Macron diz em Davos que cooperação com BRICS e G20 será prioridade do G7.

Durante discurso no Fórum Econômico Mundial de Davos, o presidente da França, Emmanuel Macron, defendeu uma mudança de postura do G7 diante do novo cenário geopolítico global. Segundo ele, a cooperação com blocos como o BRICS e o G20 deve se tornar prioridade estratégica para as principais economias desenvolvidas.

A fala de Macron ocorre em um momento de clara reconfiguração do poder global, com o fortalecimento de países emergentes e o avanço de alianças fora do eixo tradicional liderado por Estados Unidos e Europa. Para o presidente francês, insistir em uma lógica de blocos fechados e de disputas hegemônicas apenas aprofunda crises econômicas, políticas e climáticas.

“Não é mais possível governar o mundo a partir de poucos países”, afirmou Macron, ao defender um multilateralismo mais pragmático e inclusivo. Segundo ele, temas como transição energética, segurança alimentar, estabilidade financeira e combate às mudanças climáticas exigem diálogo direto com países que hoje exercem papel central na economia mundial, como Brasil, China, Índia e África do Sul.

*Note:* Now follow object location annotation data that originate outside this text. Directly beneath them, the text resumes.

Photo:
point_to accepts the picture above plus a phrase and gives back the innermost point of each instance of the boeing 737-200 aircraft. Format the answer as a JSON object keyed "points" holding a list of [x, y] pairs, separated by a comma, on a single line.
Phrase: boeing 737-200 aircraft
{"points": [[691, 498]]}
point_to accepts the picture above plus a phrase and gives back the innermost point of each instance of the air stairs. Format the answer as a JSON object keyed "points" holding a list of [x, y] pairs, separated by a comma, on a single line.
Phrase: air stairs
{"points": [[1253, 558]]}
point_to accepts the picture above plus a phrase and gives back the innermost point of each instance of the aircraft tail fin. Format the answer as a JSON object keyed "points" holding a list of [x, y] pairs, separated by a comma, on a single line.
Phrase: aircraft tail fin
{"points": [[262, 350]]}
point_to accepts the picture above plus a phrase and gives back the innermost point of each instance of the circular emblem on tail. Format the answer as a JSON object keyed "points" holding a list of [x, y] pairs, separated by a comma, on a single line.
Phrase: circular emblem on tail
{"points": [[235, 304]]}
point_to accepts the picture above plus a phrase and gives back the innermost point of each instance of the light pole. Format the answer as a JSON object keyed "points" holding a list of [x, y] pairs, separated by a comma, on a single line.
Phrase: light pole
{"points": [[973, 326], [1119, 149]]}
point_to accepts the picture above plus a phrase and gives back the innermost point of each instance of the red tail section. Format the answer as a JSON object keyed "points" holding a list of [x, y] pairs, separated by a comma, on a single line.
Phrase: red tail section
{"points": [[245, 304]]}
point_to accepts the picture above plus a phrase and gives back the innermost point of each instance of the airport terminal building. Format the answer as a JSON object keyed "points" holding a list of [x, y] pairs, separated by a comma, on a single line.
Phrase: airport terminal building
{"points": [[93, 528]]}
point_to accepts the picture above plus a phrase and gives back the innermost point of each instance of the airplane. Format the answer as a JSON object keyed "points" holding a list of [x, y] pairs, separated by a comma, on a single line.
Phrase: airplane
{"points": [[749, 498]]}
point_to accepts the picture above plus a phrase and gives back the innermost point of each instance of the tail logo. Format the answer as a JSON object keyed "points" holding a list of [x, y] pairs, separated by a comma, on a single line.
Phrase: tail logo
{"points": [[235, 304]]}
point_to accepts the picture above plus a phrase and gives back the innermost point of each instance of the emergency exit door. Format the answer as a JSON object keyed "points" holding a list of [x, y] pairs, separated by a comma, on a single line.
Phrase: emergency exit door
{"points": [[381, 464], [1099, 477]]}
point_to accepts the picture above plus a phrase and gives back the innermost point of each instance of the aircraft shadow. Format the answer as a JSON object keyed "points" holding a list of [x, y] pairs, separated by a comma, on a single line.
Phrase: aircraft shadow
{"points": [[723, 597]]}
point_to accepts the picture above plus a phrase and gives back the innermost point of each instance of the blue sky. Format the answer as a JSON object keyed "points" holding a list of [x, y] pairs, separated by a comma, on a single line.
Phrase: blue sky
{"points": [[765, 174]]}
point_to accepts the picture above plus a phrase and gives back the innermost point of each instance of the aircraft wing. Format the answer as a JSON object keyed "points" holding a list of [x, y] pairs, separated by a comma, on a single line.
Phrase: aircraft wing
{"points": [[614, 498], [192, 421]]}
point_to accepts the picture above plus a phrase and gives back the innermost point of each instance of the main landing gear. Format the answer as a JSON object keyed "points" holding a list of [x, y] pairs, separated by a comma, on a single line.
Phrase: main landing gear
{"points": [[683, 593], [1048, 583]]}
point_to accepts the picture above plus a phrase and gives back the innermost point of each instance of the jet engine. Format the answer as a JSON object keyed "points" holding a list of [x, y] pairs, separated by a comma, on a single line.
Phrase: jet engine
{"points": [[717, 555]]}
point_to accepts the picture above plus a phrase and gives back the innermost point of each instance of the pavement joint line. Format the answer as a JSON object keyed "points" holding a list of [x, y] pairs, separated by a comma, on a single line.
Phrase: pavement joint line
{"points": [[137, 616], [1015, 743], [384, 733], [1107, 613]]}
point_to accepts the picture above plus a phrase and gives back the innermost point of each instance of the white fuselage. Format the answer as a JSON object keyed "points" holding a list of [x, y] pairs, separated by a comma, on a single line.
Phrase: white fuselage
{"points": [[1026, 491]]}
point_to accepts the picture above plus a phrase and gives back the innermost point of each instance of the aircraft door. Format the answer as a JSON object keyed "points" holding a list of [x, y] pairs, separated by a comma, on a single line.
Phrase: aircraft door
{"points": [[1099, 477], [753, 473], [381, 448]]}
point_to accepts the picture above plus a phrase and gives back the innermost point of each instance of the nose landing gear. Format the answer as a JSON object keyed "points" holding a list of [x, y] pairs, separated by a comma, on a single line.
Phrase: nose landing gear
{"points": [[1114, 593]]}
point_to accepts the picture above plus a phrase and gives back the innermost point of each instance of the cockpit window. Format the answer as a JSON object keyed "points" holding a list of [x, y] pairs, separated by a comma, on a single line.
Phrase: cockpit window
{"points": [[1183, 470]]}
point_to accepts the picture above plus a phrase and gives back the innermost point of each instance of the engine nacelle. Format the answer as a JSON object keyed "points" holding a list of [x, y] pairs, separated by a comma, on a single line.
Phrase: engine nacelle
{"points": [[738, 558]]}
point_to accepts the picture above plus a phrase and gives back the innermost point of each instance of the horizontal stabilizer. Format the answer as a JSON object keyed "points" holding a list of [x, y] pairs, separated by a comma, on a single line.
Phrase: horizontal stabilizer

A sinalização do líder francês também reflete um reconhecimento implícito: o G7, isoladamente, já não possui força suficiente para ditar os rumos da economia global. O crescimento do BRICS e a relevância política do G20 mostram que decisões globais passam, necessariamente, por uma mesa mais ampla de negociação.

A fala de Macron é vista como um gesto diplomático importante, especialmente para países do Sul Global, que há anos reivindicam maior participação nas instâncias decisórias internacionais. Ao mesmo tempo, expõe tensões internas no próprio G7, onde parte dos líderes ainda aposta em estratégias de contenção geopolítica em vez de cooperação.

Em Davos, Macron deixou claro que o futuro da governança global dependerá menos de rivalidades ideológicas e mais da capacidade de construir consensos entre diferentes modelos econômicos e políticos. Resta saber se o discurso se converterá em ações concretas — ou se ficará restrito às promessas feitas no palco do principal fórum econômico do mundo.